Supporters of these taxes and the project itself argue the convention center has lost attendance since a $116 million expansion in 2003, and they put some of the blame for this decline on the lack of a new hotel.
Revenues Down
But many conventions centers have lost revenue since 2000. Convention travel dropped off precipitously after the September 11, 2001 terrorist attacks. Though some convention centers started to recover business by the middle of the decade, some never did.
Many venues that showed recovery by the middle of the decade started falling off again with the onset of the Great Recession in 2008 and the continuing weak economy. One of the largest conventions in the late 1990s and early 2000s, the Supercomm telecommunications trade show, ended in 2010. Others have ended or shrunk in size. Additionally, with different online meeting applications, companies can bring together people in virtual environments for much less money than sending them to out-of-town conventions with hotel, travel and other costs.
Alternatives Up
The virtual conventions may not have the same networking opportunities as the traditional conventions, but even that issue may be solved in some respects. In early September, for example, there was a virtual convention to discuss usages of Microsoft Lync. The online site included online presentations complete with Q&A, downloads of presentations, bios, related materials, virtual meeting rooms, virtual networking, and several other elements of a traditional convention.
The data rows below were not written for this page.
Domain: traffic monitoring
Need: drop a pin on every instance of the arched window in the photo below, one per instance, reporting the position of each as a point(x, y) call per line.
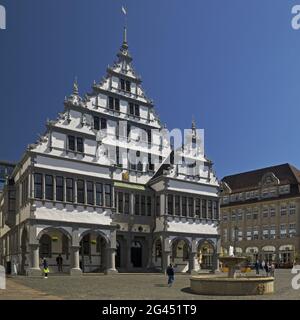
point(45, 246)
point(85, 245)
point(100, 243)
point(185, 255)
point(65, 245)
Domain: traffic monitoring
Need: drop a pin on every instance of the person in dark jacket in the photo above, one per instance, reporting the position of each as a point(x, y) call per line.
point(267, 268)
point(59, 262)
point(45, 268)
point(256, 266)
point(170, 273)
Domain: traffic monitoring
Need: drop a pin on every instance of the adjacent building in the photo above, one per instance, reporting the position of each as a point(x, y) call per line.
point(260, 214)
point(101, 188)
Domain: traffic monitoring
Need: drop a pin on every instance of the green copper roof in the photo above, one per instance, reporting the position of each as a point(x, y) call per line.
point(129, 186)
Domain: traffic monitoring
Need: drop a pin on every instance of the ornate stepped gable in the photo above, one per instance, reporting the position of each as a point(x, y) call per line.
point(115, 103)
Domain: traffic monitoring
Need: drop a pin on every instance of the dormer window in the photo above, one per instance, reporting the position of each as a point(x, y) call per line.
point(114, 104)
point(100, 123)
point(75, 144)
point(125, 85)
point(134, 109)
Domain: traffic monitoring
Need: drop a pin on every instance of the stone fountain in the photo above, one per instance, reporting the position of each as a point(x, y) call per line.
point(232, 284)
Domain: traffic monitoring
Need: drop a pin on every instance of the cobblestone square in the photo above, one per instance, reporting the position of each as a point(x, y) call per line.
point(125, 287)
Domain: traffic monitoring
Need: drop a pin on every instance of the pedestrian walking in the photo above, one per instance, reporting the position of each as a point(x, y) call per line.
point(14, 270)
point(256, 266)
point(45, 268)
point(267, 268)
point(272, 272)
point(59, 262)
point(170, 273)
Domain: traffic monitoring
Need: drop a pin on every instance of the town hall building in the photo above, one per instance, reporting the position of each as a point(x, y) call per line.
point(104, 189)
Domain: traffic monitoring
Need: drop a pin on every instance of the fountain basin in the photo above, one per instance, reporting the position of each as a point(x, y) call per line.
point(240, 286)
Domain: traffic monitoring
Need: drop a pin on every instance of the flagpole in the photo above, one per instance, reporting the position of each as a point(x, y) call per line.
point(125, 24)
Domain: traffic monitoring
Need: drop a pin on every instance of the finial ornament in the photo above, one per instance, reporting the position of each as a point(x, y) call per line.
point(75, 87)
point(193, 124)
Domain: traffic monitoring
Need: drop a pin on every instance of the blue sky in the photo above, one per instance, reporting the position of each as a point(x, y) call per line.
point(235, 66)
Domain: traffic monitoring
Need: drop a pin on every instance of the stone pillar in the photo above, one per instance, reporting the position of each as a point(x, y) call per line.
point(75, 269)
point(111, 254)
point(34, 270)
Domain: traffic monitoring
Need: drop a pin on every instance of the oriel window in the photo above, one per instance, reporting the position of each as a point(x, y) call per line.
point(143, 205)
point(184, 206)
point(120, 202)
point(49, 187)
point(122, 83)
point(79, 144)
point(107, 195)
point(71, 143)
point(90, 192)
point(128, 85)
point(99, 192)
point(69, 190)
point(59, 189)
point(191, 207)
point(170, 204)
point(96, 123)
point(137, 204)
point(80, 191)
point(126, 204)
point(38, 185)
point(149, 206)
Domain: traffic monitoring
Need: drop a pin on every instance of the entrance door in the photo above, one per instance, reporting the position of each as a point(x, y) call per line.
point(136, 254)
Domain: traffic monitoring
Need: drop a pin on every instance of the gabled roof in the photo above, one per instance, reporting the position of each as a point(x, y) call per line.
point(286, 173)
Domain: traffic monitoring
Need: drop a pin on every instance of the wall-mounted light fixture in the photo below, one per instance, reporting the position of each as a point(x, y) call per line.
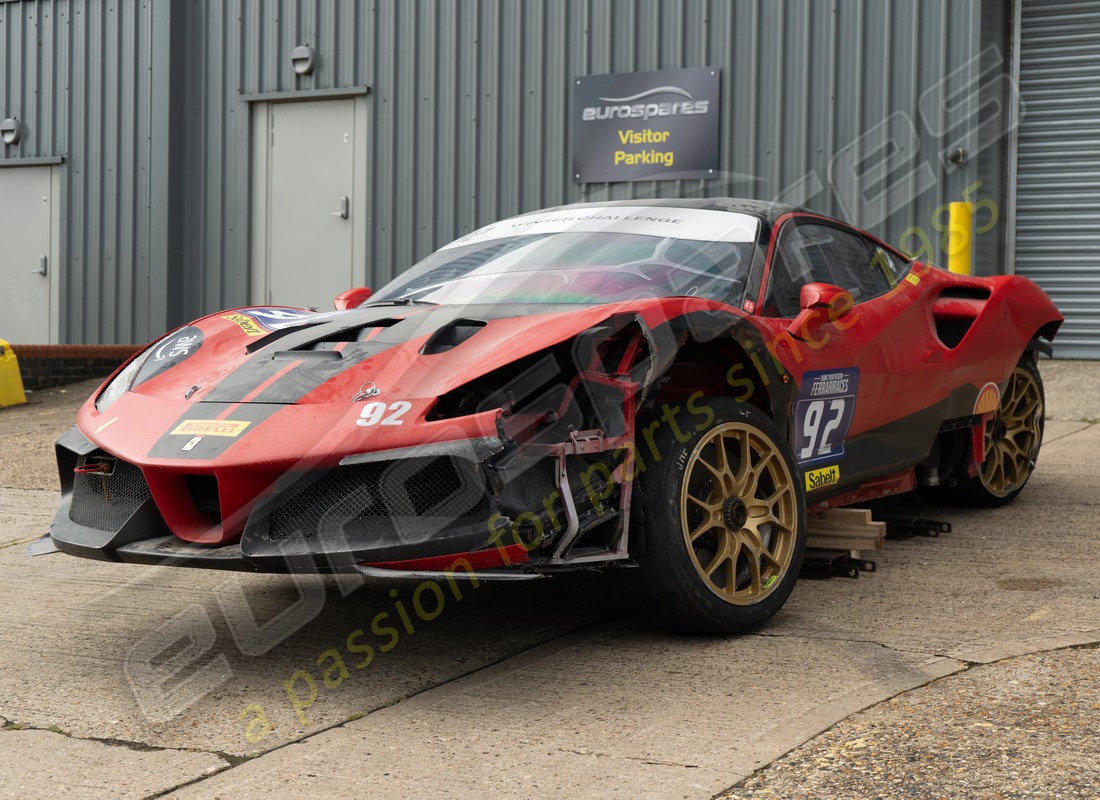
point(11, 130)
point(303, 58)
But even with the availability of the virtual conventions there are still the continuing proposals for taxpayer-subsidized facilities like the one in Oregon.
Chicago, for example, has on the drawing board construction of a nearly $200 million arena (construction and land acquisition costs) at the McCormick Place convention center to be funded largely by hotel taxes and backstopped by state General Revenue Funds. The arena would become the home court of DePaul University’s basketball team. But when the basketball team (and perhaps DePaul’s volleyball team) is not using the arena, it would sit dormant much of the year.
In Madison, Wis., backers are seeking an expansion of Monona Terrace Community and Convention Center. The so-called Judge Doyle Square proposal for a $25 million to $50 million taxpayer subsidy as part of a $200 million expansion would add more hotel rooms. As in the Oregon Convention Center Hotel proposal, Monona Terrace boosters say the facility needs additional rooms to bring in bigger and better conventions. The city will reap the economic benefits, they insist.
Questionable Numbers
However a report in Madison’s Isthmus The Daily Page calls many of the proposal’s numbers into question. According to the report, the largest “convention” held at Monona Terrace — accounting for 15 percent of the $32.8 million in spending generated in 2012 and 27 percent of the $23.5 million spent in 2010 — is Ironman Wisconsin. The annual bike, foot and swimming race takes place on Madison’s streets and lakes each September.
“Monona Terrace provides some support functions, but the facility hardly seems indispensable to the event,” the article says. “Although it’s a one-day race, Monona Terrace considers it a weeklong convention. The Madison Marathon is also considered a ‘convention’ that Monona Terrace draws to Madison.”
“Do they run the Ironman inside the convention center?” asks Heywood Sanders, a professor of public administration at the University of Texas at San Antonio and a prominent critic of publicly funded convention facilities. “To credit the Ironman with the convention center…seems to be a stretch,” he told Isthmus.